Modularity allows individual elements in a system to fail without endangering the overall structure. A modular organization is divided into individual parts with clearly visible interfaces. Modularity can be created, for example, by restructuring the company organization into smaller, customer-oriented units. During a crisis, the organization can quickly re-network the units.
Adaptability is the ability to evolve through trial and error. This is achieved through natural or planned experimentation and a selection mechanism that filters out the best ideas. Within the organization, processes and structures should be designed for flexibility and learning. For example, companies with a global orientation should not design their supply chains rigidly, but in such a way that they can be adapted as flexibly as possible.
This includes acting on the principle of prudence and developing contingency plans and stress tests for potential risks with drastic consequences.
Embedding is the alignment of a company’s goals and activities with broader systems. It is crucial for long-term success, as companies are embedded in supply chains, economies and ecosystems. Furthermore, the resilience of a company can be increased through collaboration with other actors. Ecosystems can increase resilience through flexibility, access to new capabilities, reduction of fixed costs and sharing of corporate assets.
An important and not negligible role in establishing resilience in companies is played by managers. Before an organization can act resiliently, it faces the challenge of adequately assessing internal and external conditions and identifying and deploying available resources and potential. Particularly in the face of uncertainties in the corporate environment, exemplary leadership behavior that motivates, supports and challenges employees is essential (Hoffmann, 2016).
Banks in particular are increasingly focusing on cyber-resilience, since digitalization means that more and more organizational processes and information structures are based on digital communication systems, making it increasingly important to defend against cyber attacks. It is particularly important for banks that work with highly sensitive and personal information to maintain the security of this data and to ensure customer confidence. Banks that have built up resilience in the past have the ability to minimize the effects of a cyber attack by means of appropriate cyber security and, for example, to resolve service delays or customer dissatisfaction within a short time. (Bagheri & Ridley, 2017)
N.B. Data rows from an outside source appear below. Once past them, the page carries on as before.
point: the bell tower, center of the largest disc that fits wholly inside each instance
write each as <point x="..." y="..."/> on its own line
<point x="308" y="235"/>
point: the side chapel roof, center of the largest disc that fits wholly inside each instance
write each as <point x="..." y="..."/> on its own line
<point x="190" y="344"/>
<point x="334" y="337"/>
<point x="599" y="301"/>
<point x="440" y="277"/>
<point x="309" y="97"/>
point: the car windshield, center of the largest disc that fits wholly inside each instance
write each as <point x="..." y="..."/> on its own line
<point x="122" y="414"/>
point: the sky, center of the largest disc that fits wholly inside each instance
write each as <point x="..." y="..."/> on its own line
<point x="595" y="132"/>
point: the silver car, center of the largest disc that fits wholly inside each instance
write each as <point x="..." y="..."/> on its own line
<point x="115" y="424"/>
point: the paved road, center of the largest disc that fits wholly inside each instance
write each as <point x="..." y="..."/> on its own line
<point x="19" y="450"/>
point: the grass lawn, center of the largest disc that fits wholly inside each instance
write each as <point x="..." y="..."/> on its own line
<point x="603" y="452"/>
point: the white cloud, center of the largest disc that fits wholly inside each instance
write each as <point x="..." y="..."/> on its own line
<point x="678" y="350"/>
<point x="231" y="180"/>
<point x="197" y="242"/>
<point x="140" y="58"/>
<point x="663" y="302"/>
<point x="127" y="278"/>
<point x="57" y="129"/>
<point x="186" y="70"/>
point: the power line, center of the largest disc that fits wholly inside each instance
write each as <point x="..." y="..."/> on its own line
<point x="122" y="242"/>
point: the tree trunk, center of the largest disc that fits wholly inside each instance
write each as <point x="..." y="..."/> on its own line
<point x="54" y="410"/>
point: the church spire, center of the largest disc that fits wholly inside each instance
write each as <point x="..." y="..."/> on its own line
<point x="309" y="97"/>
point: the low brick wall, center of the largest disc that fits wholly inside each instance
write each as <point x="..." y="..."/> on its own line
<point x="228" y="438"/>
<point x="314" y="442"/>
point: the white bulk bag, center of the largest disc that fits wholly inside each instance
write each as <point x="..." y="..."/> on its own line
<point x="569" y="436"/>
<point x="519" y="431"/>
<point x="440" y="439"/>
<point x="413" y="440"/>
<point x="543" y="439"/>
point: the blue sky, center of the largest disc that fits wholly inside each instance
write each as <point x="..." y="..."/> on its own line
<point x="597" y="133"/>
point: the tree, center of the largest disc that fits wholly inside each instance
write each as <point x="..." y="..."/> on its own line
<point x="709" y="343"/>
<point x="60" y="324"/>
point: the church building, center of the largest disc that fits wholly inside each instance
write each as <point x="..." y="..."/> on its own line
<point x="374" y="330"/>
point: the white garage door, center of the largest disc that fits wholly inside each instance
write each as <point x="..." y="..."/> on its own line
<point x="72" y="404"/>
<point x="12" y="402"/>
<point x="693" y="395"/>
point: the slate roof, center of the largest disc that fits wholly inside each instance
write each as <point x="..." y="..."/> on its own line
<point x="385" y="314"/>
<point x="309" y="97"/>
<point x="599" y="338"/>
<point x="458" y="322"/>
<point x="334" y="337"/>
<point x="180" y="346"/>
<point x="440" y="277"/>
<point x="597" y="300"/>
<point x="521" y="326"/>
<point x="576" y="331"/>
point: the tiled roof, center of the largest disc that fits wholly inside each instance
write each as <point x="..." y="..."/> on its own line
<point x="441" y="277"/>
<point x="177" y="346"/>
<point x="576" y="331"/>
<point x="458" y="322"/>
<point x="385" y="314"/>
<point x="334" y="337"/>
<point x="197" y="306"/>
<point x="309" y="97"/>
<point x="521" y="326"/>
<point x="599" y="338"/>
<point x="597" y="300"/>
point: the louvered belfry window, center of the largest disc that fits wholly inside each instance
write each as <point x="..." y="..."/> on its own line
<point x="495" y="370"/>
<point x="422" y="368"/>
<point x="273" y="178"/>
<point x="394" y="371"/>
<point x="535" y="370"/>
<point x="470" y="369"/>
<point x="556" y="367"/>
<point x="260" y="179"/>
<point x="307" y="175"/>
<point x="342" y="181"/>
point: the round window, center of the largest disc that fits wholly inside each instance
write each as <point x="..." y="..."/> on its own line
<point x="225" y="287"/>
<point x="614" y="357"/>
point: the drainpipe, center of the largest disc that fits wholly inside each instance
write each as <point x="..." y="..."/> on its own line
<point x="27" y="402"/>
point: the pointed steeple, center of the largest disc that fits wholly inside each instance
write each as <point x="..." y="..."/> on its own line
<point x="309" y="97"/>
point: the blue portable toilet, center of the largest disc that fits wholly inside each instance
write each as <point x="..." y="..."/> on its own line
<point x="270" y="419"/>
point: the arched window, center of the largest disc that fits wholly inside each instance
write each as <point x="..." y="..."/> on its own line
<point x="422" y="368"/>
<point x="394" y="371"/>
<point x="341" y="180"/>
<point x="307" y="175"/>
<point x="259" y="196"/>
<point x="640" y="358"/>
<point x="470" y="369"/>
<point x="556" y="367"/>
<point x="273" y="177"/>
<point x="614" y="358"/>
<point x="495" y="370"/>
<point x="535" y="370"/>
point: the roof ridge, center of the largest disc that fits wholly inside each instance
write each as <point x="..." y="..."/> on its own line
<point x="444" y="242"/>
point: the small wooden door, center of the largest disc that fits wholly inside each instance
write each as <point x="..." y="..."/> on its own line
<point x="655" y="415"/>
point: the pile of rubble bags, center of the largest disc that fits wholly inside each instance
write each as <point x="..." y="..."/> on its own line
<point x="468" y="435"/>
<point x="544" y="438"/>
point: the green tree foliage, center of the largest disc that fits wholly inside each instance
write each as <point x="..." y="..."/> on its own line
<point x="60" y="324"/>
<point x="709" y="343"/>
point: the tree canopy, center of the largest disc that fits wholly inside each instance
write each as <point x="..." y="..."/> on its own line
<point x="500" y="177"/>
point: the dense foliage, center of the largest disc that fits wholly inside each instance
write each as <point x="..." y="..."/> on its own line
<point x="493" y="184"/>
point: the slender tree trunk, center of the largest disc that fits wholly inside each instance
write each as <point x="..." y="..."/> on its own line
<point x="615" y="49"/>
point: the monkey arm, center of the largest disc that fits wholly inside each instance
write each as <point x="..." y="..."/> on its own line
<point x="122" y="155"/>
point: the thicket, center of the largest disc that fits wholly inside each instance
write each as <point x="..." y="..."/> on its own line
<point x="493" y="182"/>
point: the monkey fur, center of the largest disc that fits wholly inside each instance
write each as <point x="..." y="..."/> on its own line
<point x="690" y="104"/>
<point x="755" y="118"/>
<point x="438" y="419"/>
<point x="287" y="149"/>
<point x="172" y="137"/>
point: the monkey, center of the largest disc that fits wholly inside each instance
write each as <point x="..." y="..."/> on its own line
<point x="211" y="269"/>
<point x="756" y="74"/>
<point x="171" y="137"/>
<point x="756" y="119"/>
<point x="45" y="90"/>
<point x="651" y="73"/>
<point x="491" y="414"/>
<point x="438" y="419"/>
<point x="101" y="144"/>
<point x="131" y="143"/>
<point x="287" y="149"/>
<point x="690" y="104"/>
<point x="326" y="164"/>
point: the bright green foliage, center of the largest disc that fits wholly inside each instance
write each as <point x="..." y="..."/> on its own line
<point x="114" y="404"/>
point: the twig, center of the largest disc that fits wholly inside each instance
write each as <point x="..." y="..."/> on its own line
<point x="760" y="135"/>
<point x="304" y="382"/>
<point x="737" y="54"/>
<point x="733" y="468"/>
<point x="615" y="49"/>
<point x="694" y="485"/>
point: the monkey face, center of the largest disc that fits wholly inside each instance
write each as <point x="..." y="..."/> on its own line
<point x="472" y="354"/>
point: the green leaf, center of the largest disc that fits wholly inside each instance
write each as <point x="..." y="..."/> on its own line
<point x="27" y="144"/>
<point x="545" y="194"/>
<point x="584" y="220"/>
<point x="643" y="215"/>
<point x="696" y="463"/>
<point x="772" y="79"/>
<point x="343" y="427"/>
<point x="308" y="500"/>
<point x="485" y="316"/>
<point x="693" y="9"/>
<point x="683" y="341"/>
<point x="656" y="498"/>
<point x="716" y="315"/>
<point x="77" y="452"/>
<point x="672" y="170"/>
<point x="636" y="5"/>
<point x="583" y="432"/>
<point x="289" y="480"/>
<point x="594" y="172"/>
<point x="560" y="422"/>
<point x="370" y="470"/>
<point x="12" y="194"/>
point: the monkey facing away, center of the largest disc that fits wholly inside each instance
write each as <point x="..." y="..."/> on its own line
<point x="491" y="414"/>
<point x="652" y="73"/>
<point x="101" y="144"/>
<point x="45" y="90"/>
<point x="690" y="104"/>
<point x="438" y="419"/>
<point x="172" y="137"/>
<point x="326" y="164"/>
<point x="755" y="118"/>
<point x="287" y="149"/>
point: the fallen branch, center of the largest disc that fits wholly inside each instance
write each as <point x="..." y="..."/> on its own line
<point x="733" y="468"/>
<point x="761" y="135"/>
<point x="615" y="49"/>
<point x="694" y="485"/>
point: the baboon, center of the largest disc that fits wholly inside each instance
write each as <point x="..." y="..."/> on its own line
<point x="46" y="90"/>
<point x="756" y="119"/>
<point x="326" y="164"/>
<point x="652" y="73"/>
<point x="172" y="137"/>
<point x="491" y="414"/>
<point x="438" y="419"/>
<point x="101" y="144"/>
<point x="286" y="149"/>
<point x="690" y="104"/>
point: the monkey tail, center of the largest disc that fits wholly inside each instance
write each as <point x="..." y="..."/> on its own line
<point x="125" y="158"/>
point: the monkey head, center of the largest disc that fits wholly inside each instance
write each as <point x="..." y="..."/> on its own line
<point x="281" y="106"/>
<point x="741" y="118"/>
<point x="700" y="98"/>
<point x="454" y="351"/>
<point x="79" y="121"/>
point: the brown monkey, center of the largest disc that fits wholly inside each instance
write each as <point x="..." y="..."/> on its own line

In conclusion, it can be said that resilient companies are better able to cope with crises and emerge from them more solidly. However, the establishment of a resilient organization requires a long-term perspective, firstly because building resilience takes time, and secondly because a resilient organization tries to prepare for future risks before they occur. Cyber-resilience in particular is becoming increasingly relevant across industries. Finally, the Covid-19 pandemic offers a good opportunity to reflexively rethink one’s own business model and build up systemic resilience.